To address the preferences of AvrBs3 for the nucleotide at position 0 of its target DNA, we assessed its binding and thermodynamic parameters using Bs3 A₀, G₀ and C₀ oligonucleotides in which T₀ was substituted by the corresponding base (Figs. 3b, 3c and 3f). TALE AvrBs3 binds Bs3 A₀ and C₀ with a similar K_d to the original T₀. The presence of competitor DNA barely altered the affinity (Figs. 3d, 3e and 3f). Only G₀ displayed an increase of fourfold; however, the binding still showed a reasonable affinity that was hardly disturbed by the presence of competitor DNA. The ITC data support the FA binding measurements, although with small variations in the ΔH of the reaction. Thus, AvrBs3 is able to recognize and bind its DNA target with similar thermodynamic parameters when T₀ is substituted by C₀. When a bulkier base such as A is found at position 0, the K_d of the reaction is slightly higher using both methods (Figs. 3b, 3c and 3f) and the ΔH of the reaction is less negative, indicating that even though the binding reaction is less efficient the presence of the larger base does not hamper binding. Only the presence of G₀ showed an affinity decrease that did not impede target recognition even in the presence of competitor DNA (Figs. 3b–3f). Hence, in vitro AvrBs3 can bind its target sequence including the C₀, G₀ and A₀ mutations with an affinity similar to the wild-type DNA target. The presence of a bulkier base at the 0 position does not seem to hamper binding to the AvrBs3 target in vitro, which is in agreement with the protein–DNA interactions in this region, which involve only the DNA backbone.
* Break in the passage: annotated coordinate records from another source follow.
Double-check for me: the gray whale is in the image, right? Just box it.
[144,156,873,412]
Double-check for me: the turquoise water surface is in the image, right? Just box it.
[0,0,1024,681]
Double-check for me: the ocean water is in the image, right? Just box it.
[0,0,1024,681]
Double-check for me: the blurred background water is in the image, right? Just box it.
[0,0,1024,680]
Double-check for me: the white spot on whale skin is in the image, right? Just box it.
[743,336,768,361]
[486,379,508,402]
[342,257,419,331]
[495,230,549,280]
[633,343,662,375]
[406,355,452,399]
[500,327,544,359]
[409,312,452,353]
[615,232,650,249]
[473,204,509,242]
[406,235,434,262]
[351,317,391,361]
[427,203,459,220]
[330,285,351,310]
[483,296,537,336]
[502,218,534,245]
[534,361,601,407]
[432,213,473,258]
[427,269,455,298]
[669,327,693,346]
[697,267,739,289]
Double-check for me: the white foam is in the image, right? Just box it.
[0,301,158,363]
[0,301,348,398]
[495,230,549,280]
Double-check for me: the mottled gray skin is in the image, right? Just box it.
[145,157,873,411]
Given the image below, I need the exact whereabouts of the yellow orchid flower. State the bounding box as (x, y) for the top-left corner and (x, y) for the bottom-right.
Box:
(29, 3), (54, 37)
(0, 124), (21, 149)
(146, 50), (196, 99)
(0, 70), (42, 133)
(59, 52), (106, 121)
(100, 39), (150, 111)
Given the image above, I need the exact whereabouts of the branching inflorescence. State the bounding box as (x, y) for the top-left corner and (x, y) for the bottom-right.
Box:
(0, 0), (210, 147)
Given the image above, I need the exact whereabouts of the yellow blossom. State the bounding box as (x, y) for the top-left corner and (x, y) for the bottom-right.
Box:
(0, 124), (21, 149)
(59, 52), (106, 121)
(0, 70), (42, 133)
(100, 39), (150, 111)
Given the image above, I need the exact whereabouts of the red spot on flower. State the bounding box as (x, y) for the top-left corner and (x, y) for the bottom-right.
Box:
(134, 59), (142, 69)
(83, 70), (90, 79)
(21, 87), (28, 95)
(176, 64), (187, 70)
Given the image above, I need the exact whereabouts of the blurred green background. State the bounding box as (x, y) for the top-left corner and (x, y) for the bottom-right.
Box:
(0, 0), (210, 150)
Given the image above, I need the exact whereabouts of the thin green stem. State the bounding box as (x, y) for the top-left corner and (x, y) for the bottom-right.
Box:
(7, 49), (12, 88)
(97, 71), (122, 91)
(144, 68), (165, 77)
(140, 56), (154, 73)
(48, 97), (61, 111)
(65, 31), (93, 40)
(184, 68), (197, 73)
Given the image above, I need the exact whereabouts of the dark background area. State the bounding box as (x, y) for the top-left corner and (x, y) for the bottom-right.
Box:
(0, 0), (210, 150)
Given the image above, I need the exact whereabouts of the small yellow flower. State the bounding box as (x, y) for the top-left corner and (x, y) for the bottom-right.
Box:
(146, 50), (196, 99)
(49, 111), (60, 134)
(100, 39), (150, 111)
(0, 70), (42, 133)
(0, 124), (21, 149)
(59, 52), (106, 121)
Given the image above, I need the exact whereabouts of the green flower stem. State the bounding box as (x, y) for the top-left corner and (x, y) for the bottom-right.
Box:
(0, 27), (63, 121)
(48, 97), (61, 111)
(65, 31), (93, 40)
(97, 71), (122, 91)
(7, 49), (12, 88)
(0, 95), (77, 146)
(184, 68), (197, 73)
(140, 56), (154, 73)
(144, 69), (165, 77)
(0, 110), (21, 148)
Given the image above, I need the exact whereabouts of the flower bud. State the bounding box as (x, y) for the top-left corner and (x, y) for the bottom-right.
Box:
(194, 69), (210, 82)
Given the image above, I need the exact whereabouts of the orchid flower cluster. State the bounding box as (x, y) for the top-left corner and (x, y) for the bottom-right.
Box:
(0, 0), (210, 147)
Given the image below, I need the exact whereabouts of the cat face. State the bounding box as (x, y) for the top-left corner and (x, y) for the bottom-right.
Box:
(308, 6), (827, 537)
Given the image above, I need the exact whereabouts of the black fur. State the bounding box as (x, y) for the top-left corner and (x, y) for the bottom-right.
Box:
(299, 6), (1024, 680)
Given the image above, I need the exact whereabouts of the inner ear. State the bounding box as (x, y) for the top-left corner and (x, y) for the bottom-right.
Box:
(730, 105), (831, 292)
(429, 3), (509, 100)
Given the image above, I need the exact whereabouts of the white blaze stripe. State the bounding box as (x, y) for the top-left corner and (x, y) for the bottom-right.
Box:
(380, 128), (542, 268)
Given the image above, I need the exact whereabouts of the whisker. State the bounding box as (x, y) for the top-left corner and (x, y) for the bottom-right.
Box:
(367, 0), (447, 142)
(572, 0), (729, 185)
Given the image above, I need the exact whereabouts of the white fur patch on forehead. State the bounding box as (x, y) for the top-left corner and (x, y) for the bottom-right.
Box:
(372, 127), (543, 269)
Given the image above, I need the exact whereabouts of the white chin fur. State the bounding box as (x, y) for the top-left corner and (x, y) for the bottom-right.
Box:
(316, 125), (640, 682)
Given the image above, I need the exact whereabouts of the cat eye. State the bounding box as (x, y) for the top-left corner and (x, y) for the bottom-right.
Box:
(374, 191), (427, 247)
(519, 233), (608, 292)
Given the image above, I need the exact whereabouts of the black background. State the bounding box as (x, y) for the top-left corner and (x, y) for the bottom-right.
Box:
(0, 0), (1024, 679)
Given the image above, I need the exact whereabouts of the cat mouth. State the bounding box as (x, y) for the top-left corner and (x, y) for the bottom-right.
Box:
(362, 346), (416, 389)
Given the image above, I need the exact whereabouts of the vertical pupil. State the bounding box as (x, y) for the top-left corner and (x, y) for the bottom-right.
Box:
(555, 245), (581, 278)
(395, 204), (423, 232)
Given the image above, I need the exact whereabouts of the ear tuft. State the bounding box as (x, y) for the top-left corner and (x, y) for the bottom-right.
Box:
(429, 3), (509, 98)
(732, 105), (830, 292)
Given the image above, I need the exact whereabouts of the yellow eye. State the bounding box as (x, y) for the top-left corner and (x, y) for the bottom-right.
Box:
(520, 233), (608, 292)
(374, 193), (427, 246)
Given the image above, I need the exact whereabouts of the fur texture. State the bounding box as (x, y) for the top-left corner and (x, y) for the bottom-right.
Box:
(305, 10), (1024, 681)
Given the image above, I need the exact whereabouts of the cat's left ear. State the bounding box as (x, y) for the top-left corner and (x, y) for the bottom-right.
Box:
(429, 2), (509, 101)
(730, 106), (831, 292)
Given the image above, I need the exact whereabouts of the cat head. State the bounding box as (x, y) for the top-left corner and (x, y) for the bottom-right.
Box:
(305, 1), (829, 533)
To analyze this effect in vivo, we used a single-strand annealing assay (SSA) to assess whether changes at the zero position of the target sequence could affect the binding of an AvrBs3 fused to a FokI nuclease domain, disturbing its activity (see Materials and methods; Arnould et al., 2007; Cermak et al., 2011; Grizot et al., 2009; Fig. 4a). The homodimeric Bs3 target sequence containing either T₀, A₀, C₀ or G₀ was inserted into an episomal plasmid to assess the preference of AvrBs3 for the nucleotide at position 0. The assay showed that AvrBs3–FokI (TALEN) was able to target its site independently of the nucleotide at position 0. Although the T₀-containing target displays the higher activity (Fig. 4b), our results suggest that T₀ substitution does not seem to exhibit a large effect in TALE binding and only the G₀ target, with the bulkiest base, displayed a marked decrease in activity, in agreement with the in vitro binding measurements, suggesting that this approach could be employed to estimate the efficiency of in vivo applications. Functional analysis in engineered TALE activating the endogenous human NTF3 gene has also shown that constructs containing repeats −1 and 0 can target DNA sequences lacking T₀ in vivo (Miller et al., 2011). Hence, our in vitro data suggest that T₀ may not play an essential role in DNA binding of the TALE AvrBs3, increasing the number of DNA sequences that could be targeted by this scaffold. A possible explanation for the prevalence of T at position zero in the natural TALE targets could be attributed to the AT-rich sequence within the promoter region rather than to selective recognition of the nucleotide at this position.

Figure 4 (a) Principle of the yeast screening assay. A strain harbouring an expression vector encoding a TALEN is mated with a strain harbouring a reporter plasmid. The reporter plasmid bears a lacZ reporter gene interrupted by an insert containing a TALEN target site flanked by two direct repeats. Upon mating, the TALEN generates a double-strand break at the site of interest, allowing the restoration of a functional lacZ gene by SSA and enabling the generation of a blue colour in the presence of X-Gal. The colour was quantified and scored as the Afilter value, a parameter correlated to TALEN nuclease activity. (b) Nuclease activity of the AvrBs3 TALEN towards Bs3 homodimeric targets harbouring either T, A, C or G at position 0. Afilter values obtained with the four different Bs3 homodimeric targets are displayed. The dashed line indicates the experimental background level. The obtained values are the average of three independent experiments.